Posted December. 21, 2000 19:55,
The government is under fire for ignoring the basic principle of the capital market that "investors are responsible for their own stock investments."
The criticism came Thursday after the government decided to offer minority shareholders with preemptive right in buying shares of the six ailing banks that were ordered to write off all their capital and made eligible to receive further public funds.
The government was also criticized for maintaining an excessively lukewarm attitude in calling to account officials who often reversed their remarks regarding the banks' capital reduction.
Finance-Economy Minister Jin Nyum and Financial Supervisory Commission (FSC) Chairman Lee Keun-Young announced measures to help the minority shareholders following the capital reduction. They unveiled the plan in a press conference at the Government Building in Kwachon.
Minister Jin said, "Minority shareholders with less than one percent stakes of Hanvit, Seoul, Peace, Cheju, Kwangju and Kyongnam banks will be granted rights to subscribe to new shares when the financial holding company is inaugurated or after the public funds are injected."

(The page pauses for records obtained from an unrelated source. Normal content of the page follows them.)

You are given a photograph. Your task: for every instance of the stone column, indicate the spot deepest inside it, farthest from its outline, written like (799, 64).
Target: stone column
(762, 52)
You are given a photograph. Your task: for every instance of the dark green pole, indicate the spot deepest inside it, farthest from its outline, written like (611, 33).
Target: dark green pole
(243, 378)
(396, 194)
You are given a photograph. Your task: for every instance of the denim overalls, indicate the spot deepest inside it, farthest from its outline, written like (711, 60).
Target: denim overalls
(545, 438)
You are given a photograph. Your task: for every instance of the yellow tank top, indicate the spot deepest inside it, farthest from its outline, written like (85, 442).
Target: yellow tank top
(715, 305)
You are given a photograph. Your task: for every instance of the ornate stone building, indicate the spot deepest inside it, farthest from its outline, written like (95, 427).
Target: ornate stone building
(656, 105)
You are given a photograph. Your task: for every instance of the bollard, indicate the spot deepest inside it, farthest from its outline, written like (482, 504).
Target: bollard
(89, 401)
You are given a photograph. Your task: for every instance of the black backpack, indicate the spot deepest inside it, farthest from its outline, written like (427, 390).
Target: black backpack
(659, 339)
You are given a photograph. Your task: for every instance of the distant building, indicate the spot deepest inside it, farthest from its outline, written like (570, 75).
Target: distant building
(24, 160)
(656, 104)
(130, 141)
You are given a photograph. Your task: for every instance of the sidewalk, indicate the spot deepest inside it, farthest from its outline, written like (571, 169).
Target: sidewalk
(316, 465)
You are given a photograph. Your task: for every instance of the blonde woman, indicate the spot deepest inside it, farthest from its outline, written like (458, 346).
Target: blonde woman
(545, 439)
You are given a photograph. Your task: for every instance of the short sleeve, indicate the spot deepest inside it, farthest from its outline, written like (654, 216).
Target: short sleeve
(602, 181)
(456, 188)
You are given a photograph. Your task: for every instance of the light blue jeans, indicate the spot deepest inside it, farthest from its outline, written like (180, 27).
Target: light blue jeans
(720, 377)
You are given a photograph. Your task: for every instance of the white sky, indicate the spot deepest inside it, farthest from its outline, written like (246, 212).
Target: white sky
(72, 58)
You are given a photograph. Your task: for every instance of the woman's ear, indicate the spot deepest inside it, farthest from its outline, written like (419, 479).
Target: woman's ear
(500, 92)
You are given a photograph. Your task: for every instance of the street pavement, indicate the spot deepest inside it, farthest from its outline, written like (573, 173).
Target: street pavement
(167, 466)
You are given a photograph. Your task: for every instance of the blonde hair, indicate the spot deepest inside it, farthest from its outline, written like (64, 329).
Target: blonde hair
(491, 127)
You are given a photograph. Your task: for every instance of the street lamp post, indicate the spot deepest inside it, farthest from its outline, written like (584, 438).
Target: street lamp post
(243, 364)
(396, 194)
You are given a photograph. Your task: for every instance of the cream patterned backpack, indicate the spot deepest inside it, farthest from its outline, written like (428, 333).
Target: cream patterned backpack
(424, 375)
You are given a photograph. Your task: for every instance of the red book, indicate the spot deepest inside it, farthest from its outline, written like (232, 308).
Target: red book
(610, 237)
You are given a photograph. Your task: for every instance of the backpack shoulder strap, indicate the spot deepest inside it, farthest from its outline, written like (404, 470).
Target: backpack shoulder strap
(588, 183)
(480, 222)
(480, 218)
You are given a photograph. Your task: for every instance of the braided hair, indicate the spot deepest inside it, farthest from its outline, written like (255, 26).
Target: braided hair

This decision is an excessive measure in that it goes against the principles of the capital market because the stock value of the banks whose stocks are to be scrapped is less than 1 won.
The government earlier decided to cover about one third of the losses of the minority shareholders by granting them the right to request the purchase of shares when it announced the capital reduction at the bad banks.
In addition, the banks are to become healthy banks whose debt-to-equity ratios will easily reach 10 percent, as required by the Bank for International Settlement (BIS), when public funds of 7.1 trillion are injected into the newly-established financial holding company.